Barış Akademisyenlerinden bahsettiğimi anladınız. Kamuoyunun zihnine o unutulmuş “birimizin davası hepimizin davası” fikrini yerleştiren, büyüten, dayanışmayı yaşatan akademisyenlere, onların arkasında duran meslektaşları, meslek odaları, sendikalar gibi bileşenlere, iradelerine, katkılarına, kararlılıklarına minnet, saygı, şükran ve hayranlık duygularım var. 11 Ocak 2016 Barış Akademisyenleri için bir milat; “Bu Suça Ortak Olmayacağız” başlıklı,  aynı çağda aynı dehşetin şahidi olarak acıyı paylaşanların -biraz da başka bir şey yapamadıkları için- yazdığı metnin kamuoyu ile paylaşıldığı gün.

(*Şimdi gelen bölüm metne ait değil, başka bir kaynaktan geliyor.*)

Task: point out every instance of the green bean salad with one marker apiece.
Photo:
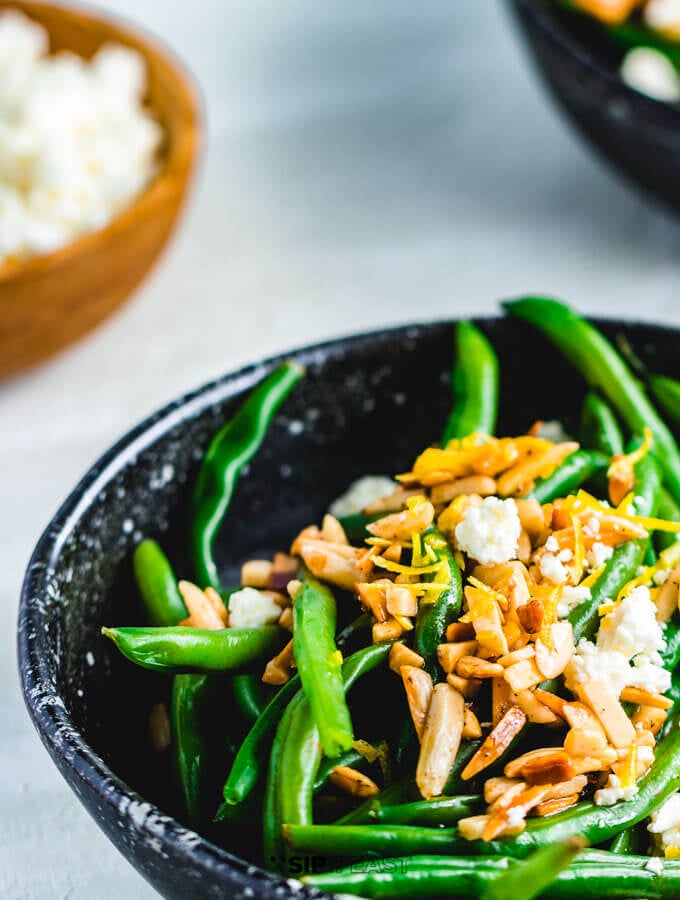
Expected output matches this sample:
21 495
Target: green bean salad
463 681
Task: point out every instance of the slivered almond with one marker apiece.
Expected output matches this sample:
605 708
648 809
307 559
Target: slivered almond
585 742
441 739
255 573
496 742
471 727
401 655
522 675
556 804
468 687
531 616
553 662
473 667
495 788
649 718
482 485
400 601
460 631
516 656
605 704
552 701
448 655
542 766
645 698
566 788
418 687
202 611
499 821
536 711
387 631
353 782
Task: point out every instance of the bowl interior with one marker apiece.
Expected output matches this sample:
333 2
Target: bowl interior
368 405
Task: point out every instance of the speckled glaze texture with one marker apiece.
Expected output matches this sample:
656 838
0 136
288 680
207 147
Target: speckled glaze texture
368 405
638 135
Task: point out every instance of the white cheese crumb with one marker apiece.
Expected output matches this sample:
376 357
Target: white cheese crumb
652 73
665 822
490 532
570 598
613 792
250 608
360 493
76 142
598 555
654 864
552 569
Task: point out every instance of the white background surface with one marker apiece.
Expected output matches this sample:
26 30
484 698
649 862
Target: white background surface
368 163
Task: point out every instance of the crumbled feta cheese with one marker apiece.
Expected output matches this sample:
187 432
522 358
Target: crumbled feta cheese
665 822
552 569
570 598
76 142
613 792
250 608
490 532
631 627
360 493
652 73
663 15
552 430
598 555
654 864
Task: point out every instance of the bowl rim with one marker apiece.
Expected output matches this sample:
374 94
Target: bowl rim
176 163
544 19
59 734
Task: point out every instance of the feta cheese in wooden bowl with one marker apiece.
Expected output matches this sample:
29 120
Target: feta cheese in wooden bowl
99 133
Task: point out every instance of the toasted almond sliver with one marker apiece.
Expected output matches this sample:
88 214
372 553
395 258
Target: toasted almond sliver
471 727
353 782
556 804
400 655
645 698
496 742
441 739
474 667
605 704
418 687
449 654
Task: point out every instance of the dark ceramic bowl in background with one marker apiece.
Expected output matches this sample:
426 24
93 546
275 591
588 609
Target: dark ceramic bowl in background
369 405
638 135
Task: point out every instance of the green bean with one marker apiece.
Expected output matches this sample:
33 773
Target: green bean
251 760
435 877
234 445
440 811
577 468
157 584
603 368
179 649
536 873
475 385
319 664
599 428
434 617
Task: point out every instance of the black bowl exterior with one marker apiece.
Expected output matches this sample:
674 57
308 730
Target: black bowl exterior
368 404
638 135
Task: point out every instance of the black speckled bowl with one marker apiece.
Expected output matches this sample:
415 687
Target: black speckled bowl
638 135
368 405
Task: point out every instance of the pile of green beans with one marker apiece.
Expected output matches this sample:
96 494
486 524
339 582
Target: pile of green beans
288 740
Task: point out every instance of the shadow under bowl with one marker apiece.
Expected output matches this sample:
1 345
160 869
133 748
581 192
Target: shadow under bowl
639 136
369 404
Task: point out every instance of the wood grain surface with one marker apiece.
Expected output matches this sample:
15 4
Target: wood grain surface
47 302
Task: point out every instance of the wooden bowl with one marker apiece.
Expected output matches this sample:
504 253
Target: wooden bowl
49 301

Yıllar geçtiği halde güncel, doğru ve etkili. Bu özelliğiyle “Bu Suça Ortak Olmayacağız”ı kalıcı bir edebî metin olarak görenlerin sayısı az değil. Bu coğrafyanın barış tarihi yazılacaksa günün birinde, başlığından aldığı kuvveti sonundaki noktasına kadar eksilmeyen güçlü ifadelerle taşıyan ve yaşananlara dair şahsi itirazlarımı da harfiyen tarif eden “Bu Suça Ortak Olmayacağız” hakkında ayrı bir yer açılacağından, barış mücadelesinin yönünü ve kapsamını değiştirdiğinden bahsedilecek, eminim.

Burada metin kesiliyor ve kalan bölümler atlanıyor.